At various points, he mentioned past struggles with alcohol and drugs. But he remained sober, at least until 2010, when a business partner noticed him ordering wine.
“I said, ‘Joey, did something change?’ ” said Tony Dundas-Lucca, his partner at 1905. Belcher explained that he had been in Europe on vacation, visiting vineyards, and had “decided he wanted to try wine and see how it went.”
By then his sister, Mimi Belcher, had focused her work on studying cocaine addiction at NIH. When she heard that her brother was drinking again, she confronted him.
“What makes you think you can control this?” she asked.
Last June, she confronted him again. If he was using drugs and drinking, she recalled texting, “please remember what this did to your family.” In his response, Mimi Belcher said, Joey admitted to smoking pot and taking LSD on occasion. But, he insisted: “I have everything under control.”
Schwartz wasn’t so sure, warning Dianna Townsend, Belcher’s girlfriend: “If Joey isn’t sober, all bets are off for you and for him. You need to know that Joey Belcher is first and foremost an alcoholic and drug addict of the worst kind.”

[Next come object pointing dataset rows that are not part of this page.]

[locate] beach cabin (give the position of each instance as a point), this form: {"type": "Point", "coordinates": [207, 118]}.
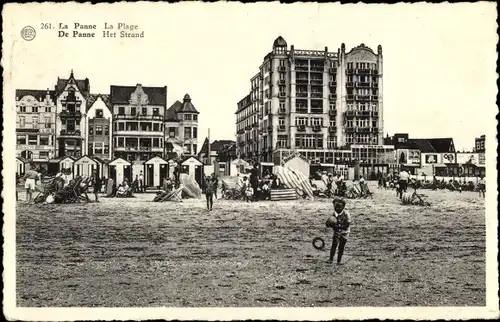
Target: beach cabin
{"type": "Point", "coordinates": [22, 165]}
{"type": "Point", "coordinates": [103, 167]}
{"type": "Point", "coordinates": [155, 169]}
{"type": "Point", "coordinates": [120, 169]}
{"type": "Point", "coordinates": [170, 168]}
{"type": "Point", "coordinates": [193, 166]}
{"type": "Point", "coordinates": [84, 166]}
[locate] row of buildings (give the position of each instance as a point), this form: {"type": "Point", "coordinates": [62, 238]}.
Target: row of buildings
{"type": "Point", "coordinates": [131, 122]}
{"type": "Point", "coordinates": [327, 107]}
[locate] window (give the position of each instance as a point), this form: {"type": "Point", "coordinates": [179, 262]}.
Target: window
{"type": "Point", "coordinates": [43, 154]}
{"type": "Point", "coordinates": [301, 121]}
{"type": "Point", "coordinates": [32, 139]}
{"type": "Point", "coordinates": [44, 140]}
{"type": "Point", "coordinates": [21, 139]}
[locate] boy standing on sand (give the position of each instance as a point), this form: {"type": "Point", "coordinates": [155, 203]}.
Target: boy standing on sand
{"type": "Point", "coordinates": [340, 222]}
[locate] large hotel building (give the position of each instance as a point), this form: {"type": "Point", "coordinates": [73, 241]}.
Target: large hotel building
{"type": "Point", "coordinates": [324, 105]}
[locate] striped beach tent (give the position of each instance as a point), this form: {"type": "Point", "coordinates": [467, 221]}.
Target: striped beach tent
{"type": "Point", "coordinates": [293, 179]}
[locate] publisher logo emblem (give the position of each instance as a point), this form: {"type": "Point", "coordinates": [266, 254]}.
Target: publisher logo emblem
{"type": "Point", "coordinates": [28, 33]}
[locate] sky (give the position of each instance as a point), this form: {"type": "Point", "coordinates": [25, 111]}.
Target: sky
{"type": "Point", "coordinates": [439, 59]}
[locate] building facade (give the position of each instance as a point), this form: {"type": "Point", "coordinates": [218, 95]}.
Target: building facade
{"type": "Point", "coordinates": [181, 129]}
{"type": "Point", "coordinates": [71, 106]}
{"type": "Point", "coordinates": [100, 122]}
{"type": "Point", "coordinates": [35, 124]}
{"type": "Point", "coordinates": [138, 116]}
{"type": "Point", "coordinates": [312, 102]}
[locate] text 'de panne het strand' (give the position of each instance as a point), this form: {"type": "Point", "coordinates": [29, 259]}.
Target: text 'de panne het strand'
{"type": "Point", "coordinates": [106, 30]}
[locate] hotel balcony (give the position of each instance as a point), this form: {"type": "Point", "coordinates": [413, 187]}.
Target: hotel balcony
{"type": "Point", "coordinates": [362, 71]}
{"type": "Point", "coordinates": [363, 97]}
{"type": "Point", "coordinates": [138, 117]}
{"type": "Point", "coordinates": [362, 85]}
{"type": "Point", "coordinates": [317, 69]}
{"type": "Point", "coordinates": [77, 115]}
{"type": "Point", "coordinates": [301, 128]}
{"type": "Point", "coordinates": [302, 67]}
{"type": "Point", "coordinates": [363, 130]}
{"type": "Point", "coordinates": [66, 133]}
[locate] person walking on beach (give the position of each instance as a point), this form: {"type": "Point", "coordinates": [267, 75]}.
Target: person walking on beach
{"type": "Point", "coordinates": [340, 221]}
{"type": "Point", "coordinates": [96, 184]}
{"type": "Point", "coordinates": [482, 187]}
{"type": "Point", "coordinates": [30, 178]}
{"type": "Point", "coordinates": [209, 193]}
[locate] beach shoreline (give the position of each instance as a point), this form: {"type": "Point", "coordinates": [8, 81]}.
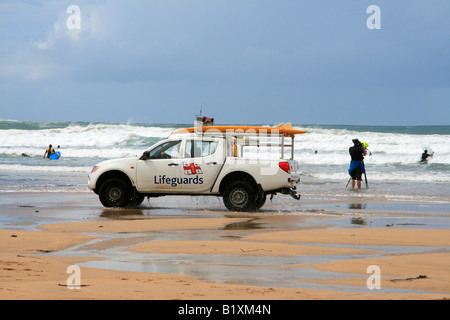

His parents realized he was drinking again two months ago, when he showed up late for Thanksgiving, and they smelled alcohol on his breath.
“Be careful, you’re playing with fire,” his father told him.
“I’m okay,” Joey replied.
On the last weekend of his life, Belcher celebrated “Bananarchy,” an annual free-rolling festival in which participants dress up in banana costumes and bar-hop. Belcher’s apartment mate, Groeschel, urged Belcher to refrain from drinking that Saturday, Dec. 15, because he had just gotten over a severe flu.
He didn’t listen. At 2 a.m. on Sunday, he was at Jimmy Valentine’s, a bar on Bladensburg Road NE, said David Hemperly, a friend who lives in Belcher’s building and who was there.
At 6 a.m., after apparently never sleeping, he brought people to the apartment of another friend, Dianna Loevner, who has worked at Sticky Rice. The party went on. At one point, she said, they went to a supermarket to buy champagne and beer, and the person ahead of them in line did not have the money to cover the groceries. Belcher paid the bill.